I heard the grin in William’s voice. “You know that private jet you suspected I had?”

“That you never actually confirmed.” I slugged his arm—he’d been holding out on me.

“Yeah, well, let’s just say she’s fast and her pilot has this need for speed gene that runs in the family.”

“You bad-ass you,” I said, splitting through traffic like the man with a mission I was. I knew I had limited time with Emma, hours limited, and as much as I loved my brothers, I’d spent two centuries with them. I wanted to spend my last few hours with the girl I loved in my arms.

“How lovely for you two to be having a bonding moment up there,” Joseph said, hating nothing more than being left out, as his face popped in the space between William and me. “But I want to know who the banged up dude we were just playing The Punisher for is.”

“You’re a persistent little guy, you know that?” I said, pushing his face back. “I’m going to say this once and quickly. You can get the rest of the details out of the other parties involved if you’re so moved,” I began, swinging into the right hand lane as my exit seemed to pop out of nowhere. That had a tendency of happening when you were cruising at a hundred and twenty with three brothers that had a way of distracting you from your best intentions.

“The Frankenmummy used to be my girlfriend’s boyfriend.” I smiled at William from the side at the word girlfriend, wagging my brows.

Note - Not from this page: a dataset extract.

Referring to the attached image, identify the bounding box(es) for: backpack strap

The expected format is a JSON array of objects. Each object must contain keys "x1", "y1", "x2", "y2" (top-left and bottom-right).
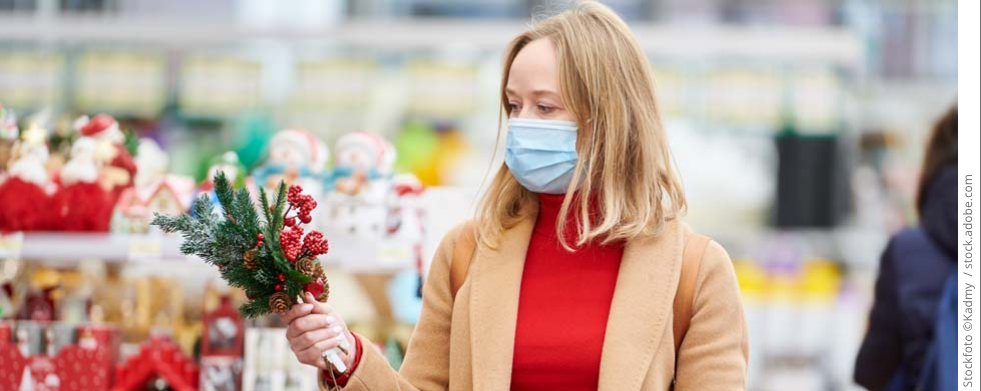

It was the first time I’d used the word in the possessive form. “He beat her for five years before almost killing her tonight when she broke up with him. Emma—that’s my girl’s name,” I explained proudly, “has three brothers, and they were the ones that created the masterpiece you had the privilege of viewing tonight. For reasons that are extensive and rather inconsequential, I’m going to be taking the heat for the manslaughter miss. Ty’s on board, Emma’s brothers are, and I’m assuming, based on the fact I’ll kick all your asses if you’re not, all of you are on board.” I pointed at each of them with my eyes. “I just have one woman to convince.”